Un giornalista in Radio: DJ MAG Italia ce le suona come si deve

Dopo una piccola pausa dovuta alla forte influenza del nostro ospite dj Edoardo Finkelberg (puntata che recupereremo a fine palinsesto), siamo tornati, come ogni lunedì, alle 22 (e qualcosina, per un ritardo dovuto ad impegni del sottoscritto). Dopo aver rischiato il posto (anche se, non essendo salariato – e anzi autofinanziandomi il programma attraverso elargizione di birra e superalcolici – posso reputarmi intoccabile come un dj incapace che suona solo perché dà tanto grano agli organizzatori) siamo andati in onda con un super ospite, direttamente dalla rivista patinata di musica più letta al mondo, Mr. Federico Piccinini.

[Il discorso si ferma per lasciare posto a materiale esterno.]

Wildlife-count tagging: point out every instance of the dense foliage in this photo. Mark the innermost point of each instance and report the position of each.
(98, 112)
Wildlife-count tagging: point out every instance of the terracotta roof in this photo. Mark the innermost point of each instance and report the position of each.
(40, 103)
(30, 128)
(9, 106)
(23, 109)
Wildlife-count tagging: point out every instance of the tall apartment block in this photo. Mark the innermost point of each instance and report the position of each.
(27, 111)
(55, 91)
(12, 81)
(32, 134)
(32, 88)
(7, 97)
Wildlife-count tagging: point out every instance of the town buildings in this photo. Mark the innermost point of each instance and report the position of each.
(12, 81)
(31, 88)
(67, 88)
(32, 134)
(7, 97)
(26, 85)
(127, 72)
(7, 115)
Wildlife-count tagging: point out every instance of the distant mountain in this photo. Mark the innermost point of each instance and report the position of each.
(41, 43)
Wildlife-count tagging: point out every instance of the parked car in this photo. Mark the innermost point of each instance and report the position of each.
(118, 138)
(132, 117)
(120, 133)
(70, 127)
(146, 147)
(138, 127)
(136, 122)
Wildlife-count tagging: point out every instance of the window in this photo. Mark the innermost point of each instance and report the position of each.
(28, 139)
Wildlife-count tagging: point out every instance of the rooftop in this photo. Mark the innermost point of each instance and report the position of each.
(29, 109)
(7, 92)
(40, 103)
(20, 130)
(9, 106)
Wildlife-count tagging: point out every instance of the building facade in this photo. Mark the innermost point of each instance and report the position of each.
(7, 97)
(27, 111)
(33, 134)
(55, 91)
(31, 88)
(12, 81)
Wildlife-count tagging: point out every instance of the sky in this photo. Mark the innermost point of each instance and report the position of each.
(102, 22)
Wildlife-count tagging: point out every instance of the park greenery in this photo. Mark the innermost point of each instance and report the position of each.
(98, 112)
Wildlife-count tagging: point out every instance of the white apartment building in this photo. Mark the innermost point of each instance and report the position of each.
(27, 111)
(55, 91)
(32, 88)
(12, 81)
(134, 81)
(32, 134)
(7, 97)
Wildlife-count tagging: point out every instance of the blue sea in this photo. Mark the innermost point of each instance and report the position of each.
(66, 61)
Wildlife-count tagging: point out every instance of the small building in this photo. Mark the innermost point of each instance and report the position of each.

21742977_1392709884174958_1864001202334227412_nResponsabile social di DJ MAG Italia e redattore dalla penna miracolosa, sue sono le più belle critiche al mondo musicale e le riflessioni più profonde che possiate trovare sul territorio italico, il buon Picci ci ha deliziato con la storia della sua carriera professionale e non. Frequentatore dei club romani già in piena pubertà, prima “serata” un pomeridiano all’Alien del 2006, racconta ai microfoni di RadioLUISS le sue prime esperienze da promoter, la passione per tutti i generi di musica elettronica che lo porta ad essere un eclettico nella selezione musicale e i primi passi da giornalista. I festival vissuti sono tanti. Dal nostrano Nameless, al quale ha dedicato una delle ultime copertine di DJ MAG Italia con il faccione di EDMMARO, al rumeno Untold, per non parlare del Lollapalooza, del Sziget (di cui ammette di essere stato un vero szitizen in camper) e infine del più grande di tutti, il Tomorrowland di Boom, dove lo scorso anno ha avuto il piacere di intervistare grandi nomi del mainstage e assaporare l’aria goliardica e festosa del festival belga. Ammette anche di avere un debole per il Goa di Roma ed essere dispiaciuto per la messa in asta dello storico Piper Club di Via Tagliamento. Insomma, fra numerosi messaggi whatsapp, è stata una puntata intensa e tutta incentrata su una sana critica, positiva o negativa che sia stata, del panorama italiano e mondiale, dei locali e degli eventi che in rappresentanza del giornale continua a girare.
Come ciliegina finale siamo andati in filodiffusione da Cybo, a Piazza Navona, grazie al loro dj e nostro follower, Simone Russo.
Così nel concludere abbiamo spoilerato l’uscita del suo prossimo articolo ma, soprattutto, la possibilità di abbonarsi in questo periodo a DJ MAG Italia. Parallelamente ci è stato descritto il suo nuovo progetto musicale, Hotmilk, basato sulla musica trap e condiviso con artisti statunitensi.